Ma quando il lavoro “dei campi” non godeva di alcun tipo di tutela se non quella della tradizione, se il padrone della terra non chiedeva ai contadini restare a lavorare anche per l’anno successivo, questi dovevano traslocare e andare a cercarsi un altro padrone.
Ecco che “fare SAN MARTINO” era anche indice di un lavoro perso, di un trasloco da fare, di un futuro che iniziava altrove.

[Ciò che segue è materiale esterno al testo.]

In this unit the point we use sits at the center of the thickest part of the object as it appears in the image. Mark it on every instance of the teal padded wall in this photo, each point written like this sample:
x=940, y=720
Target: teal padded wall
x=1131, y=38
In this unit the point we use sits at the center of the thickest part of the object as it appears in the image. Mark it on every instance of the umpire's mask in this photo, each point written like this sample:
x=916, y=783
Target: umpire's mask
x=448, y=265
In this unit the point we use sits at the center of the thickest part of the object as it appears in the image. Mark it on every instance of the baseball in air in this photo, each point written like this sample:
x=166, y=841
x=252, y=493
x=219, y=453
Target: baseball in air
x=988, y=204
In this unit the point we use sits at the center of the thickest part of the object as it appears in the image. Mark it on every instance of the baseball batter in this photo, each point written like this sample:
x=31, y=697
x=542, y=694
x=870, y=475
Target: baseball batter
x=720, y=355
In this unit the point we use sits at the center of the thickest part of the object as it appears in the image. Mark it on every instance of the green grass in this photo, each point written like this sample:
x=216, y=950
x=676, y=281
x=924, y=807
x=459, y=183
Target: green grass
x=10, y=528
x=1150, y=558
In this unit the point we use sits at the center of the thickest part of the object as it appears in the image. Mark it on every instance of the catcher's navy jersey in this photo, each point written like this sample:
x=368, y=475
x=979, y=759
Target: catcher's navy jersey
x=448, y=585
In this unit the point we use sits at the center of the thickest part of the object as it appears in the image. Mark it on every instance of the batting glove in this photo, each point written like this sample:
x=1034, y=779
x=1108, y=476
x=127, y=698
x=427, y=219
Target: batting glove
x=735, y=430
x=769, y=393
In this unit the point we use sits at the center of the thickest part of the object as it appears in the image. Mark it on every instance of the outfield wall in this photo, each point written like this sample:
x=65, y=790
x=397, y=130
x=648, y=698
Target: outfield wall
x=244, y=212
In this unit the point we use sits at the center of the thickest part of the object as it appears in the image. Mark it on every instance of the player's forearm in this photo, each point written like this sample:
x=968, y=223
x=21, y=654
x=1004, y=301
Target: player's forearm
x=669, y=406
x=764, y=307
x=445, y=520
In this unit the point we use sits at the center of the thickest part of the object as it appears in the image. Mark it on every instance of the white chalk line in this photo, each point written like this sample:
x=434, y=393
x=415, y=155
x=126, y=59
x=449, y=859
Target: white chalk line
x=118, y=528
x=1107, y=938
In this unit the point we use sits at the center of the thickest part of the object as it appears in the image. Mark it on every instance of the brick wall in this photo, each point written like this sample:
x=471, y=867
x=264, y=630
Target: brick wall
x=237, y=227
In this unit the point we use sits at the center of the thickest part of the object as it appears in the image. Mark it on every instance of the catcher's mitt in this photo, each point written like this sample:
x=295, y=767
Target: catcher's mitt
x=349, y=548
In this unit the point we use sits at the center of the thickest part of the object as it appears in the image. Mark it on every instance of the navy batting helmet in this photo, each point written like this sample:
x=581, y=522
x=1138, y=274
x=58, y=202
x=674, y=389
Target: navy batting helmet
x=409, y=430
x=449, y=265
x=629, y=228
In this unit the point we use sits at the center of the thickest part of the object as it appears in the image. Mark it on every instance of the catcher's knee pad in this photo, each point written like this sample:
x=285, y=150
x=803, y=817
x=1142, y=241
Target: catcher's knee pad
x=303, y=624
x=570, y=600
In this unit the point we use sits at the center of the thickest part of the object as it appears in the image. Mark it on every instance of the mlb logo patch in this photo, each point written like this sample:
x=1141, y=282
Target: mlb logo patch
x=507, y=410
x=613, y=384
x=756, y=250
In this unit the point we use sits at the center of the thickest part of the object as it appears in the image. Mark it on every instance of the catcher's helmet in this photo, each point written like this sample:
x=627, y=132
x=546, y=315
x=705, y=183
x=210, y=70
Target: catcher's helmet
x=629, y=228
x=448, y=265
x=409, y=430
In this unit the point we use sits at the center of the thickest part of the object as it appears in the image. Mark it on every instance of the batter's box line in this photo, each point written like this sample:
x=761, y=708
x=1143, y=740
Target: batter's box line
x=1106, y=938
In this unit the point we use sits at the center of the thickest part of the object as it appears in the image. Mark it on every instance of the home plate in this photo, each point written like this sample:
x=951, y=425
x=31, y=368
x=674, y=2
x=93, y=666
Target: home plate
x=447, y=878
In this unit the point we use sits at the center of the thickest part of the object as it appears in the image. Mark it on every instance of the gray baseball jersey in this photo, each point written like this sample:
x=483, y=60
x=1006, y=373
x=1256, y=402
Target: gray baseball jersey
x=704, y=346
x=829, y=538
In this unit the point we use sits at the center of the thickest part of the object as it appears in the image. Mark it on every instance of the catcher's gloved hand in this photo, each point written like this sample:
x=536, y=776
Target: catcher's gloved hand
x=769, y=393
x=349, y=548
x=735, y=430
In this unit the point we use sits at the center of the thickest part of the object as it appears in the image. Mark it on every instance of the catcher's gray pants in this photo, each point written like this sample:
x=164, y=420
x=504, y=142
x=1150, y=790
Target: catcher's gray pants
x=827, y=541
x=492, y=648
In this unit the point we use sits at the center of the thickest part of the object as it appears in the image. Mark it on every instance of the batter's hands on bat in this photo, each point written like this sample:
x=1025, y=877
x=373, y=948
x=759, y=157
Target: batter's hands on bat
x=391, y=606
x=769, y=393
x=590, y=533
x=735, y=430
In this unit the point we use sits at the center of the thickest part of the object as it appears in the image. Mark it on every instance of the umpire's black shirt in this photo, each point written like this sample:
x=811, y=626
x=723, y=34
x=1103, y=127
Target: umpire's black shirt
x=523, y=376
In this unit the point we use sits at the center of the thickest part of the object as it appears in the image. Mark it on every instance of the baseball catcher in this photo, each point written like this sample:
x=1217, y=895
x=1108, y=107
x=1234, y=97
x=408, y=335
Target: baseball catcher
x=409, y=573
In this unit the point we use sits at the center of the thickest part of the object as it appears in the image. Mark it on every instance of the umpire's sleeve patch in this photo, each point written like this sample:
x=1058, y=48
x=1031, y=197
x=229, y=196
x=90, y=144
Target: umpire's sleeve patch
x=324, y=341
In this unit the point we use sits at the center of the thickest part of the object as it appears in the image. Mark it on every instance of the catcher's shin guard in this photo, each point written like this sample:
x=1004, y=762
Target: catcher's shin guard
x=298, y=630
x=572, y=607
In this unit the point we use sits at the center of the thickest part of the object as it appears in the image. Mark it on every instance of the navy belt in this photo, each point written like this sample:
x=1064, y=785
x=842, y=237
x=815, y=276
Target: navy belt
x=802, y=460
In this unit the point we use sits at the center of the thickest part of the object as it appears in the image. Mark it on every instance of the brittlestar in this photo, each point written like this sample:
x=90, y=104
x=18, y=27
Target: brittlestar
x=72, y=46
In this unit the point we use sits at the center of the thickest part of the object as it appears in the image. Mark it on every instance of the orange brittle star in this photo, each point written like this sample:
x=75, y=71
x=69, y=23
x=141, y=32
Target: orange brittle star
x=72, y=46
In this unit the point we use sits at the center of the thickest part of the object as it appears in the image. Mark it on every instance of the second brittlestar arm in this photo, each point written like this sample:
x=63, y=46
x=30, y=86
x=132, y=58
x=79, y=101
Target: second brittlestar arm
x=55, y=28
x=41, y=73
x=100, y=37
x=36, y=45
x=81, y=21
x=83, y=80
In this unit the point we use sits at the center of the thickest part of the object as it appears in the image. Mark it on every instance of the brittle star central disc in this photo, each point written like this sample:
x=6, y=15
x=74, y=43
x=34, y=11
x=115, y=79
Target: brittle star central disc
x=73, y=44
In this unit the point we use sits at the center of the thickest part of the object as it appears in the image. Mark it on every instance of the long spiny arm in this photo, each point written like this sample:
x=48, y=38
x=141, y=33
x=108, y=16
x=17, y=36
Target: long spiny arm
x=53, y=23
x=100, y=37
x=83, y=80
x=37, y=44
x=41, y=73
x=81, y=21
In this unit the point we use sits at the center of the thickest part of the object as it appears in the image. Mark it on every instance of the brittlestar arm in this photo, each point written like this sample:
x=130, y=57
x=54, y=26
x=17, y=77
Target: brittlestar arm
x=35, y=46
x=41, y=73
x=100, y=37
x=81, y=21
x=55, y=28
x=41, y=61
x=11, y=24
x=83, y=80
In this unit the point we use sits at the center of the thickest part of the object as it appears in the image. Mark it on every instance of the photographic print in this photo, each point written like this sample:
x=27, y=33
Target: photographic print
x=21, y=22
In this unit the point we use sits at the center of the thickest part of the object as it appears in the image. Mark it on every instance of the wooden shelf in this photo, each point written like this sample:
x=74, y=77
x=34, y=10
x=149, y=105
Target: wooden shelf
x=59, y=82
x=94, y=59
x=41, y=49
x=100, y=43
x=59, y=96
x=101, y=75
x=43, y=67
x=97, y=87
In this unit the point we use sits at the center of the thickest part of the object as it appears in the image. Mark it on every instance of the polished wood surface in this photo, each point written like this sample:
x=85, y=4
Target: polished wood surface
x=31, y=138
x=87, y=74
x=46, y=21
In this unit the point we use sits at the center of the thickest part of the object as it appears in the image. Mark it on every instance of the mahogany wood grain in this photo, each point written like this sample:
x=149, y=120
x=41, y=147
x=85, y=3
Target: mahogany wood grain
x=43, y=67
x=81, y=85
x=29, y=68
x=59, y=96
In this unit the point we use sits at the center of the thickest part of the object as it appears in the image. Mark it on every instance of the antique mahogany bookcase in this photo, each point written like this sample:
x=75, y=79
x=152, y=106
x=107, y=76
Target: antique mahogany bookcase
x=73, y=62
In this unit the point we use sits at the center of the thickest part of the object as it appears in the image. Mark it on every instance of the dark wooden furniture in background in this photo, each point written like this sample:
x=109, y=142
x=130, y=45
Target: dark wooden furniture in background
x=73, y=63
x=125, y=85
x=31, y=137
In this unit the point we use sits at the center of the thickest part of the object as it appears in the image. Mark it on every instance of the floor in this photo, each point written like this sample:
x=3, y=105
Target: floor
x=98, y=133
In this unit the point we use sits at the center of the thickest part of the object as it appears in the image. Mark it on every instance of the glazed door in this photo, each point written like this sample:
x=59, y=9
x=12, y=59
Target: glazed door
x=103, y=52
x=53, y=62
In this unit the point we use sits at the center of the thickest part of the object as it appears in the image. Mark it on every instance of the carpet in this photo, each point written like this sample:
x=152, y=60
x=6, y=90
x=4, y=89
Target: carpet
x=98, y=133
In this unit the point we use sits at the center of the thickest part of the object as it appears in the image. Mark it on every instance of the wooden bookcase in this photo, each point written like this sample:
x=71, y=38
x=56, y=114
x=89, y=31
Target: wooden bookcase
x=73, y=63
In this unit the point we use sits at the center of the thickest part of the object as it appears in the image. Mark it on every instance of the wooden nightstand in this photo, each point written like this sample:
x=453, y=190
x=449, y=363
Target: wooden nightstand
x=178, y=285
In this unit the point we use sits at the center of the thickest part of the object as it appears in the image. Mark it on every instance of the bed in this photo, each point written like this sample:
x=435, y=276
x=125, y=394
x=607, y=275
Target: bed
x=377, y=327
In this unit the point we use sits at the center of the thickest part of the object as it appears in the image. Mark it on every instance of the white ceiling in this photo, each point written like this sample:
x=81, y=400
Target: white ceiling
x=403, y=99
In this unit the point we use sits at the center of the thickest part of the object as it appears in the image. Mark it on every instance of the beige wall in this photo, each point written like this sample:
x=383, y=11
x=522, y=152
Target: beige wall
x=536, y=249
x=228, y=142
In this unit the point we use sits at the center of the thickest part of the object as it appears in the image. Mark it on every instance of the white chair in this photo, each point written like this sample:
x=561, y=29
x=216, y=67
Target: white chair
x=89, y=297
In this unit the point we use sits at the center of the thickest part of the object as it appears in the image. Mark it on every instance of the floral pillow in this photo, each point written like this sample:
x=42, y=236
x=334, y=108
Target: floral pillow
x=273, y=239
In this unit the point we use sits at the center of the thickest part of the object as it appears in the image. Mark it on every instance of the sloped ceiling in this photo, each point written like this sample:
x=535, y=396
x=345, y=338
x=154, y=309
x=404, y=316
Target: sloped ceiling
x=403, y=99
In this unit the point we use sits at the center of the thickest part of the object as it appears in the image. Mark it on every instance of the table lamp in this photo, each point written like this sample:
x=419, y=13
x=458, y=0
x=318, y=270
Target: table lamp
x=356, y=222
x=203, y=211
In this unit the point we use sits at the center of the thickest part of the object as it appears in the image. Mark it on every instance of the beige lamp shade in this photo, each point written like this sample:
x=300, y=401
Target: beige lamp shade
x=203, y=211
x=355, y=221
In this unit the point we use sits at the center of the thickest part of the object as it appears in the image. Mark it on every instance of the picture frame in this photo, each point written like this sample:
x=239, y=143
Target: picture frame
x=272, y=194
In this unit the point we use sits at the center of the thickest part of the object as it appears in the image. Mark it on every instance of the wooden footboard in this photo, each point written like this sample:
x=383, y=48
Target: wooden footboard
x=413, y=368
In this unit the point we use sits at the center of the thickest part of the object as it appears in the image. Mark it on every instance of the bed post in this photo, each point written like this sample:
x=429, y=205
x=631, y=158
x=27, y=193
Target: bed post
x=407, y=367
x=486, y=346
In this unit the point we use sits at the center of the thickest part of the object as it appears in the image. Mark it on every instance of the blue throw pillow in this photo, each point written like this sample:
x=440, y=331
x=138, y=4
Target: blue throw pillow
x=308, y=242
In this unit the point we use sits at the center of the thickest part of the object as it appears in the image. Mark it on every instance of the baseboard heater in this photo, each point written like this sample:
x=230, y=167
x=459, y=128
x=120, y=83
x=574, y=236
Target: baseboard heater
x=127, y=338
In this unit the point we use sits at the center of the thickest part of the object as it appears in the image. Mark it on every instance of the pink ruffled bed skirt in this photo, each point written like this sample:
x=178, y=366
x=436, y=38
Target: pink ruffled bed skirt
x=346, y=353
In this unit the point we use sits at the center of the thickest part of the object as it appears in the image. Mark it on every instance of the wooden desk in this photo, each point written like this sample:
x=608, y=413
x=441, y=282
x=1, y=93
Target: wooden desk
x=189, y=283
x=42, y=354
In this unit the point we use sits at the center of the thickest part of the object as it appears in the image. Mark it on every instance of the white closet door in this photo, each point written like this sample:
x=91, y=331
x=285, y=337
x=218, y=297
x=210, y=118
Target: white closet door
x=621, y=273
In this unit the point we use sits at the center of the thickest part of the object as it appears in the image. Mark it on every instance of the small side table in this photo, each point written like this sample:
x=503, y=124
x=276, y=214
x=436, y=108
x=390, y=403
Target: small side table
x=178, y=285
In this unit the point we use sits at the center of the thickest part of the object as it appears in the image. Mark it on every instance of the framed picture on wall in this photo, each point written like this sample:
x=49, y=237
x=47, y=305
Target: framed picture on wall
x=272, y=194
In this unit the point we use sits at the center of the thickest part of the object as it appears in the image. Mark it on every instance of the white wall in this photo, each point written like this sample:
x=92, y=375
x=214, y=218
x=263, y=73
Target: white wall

C’è in questo giorno, che sta tra la festa di un lavoro completato e la preoccupazione per un domani incerto, un altro valore che emerge: quello della tradizionale solidarietà che  legava i contadini. Una specie di ”mutuo soccorso” che reciprocamente permetteva il sostegno delle famiglie in difficoltà. Un “tagliar in due il mantello”, che è l’immagine caratteristica del Santo di Tour.
Insomma…..San Martino oggi è più attuale che mai, anche se, ahimè, caratterizzato dall’incertezza per il posto di lavoro e  per il futuro della propria famiglia.
A Ceggia il SAN MARTINO   è stato festeggiato il 15 e 16 novembre 2014, anche con  l’Associazione Culturale VIIII LEGIO di Adria che ha rappresentato la storia del santo, illustrandoci l’epoca romana in cui il soldato visse.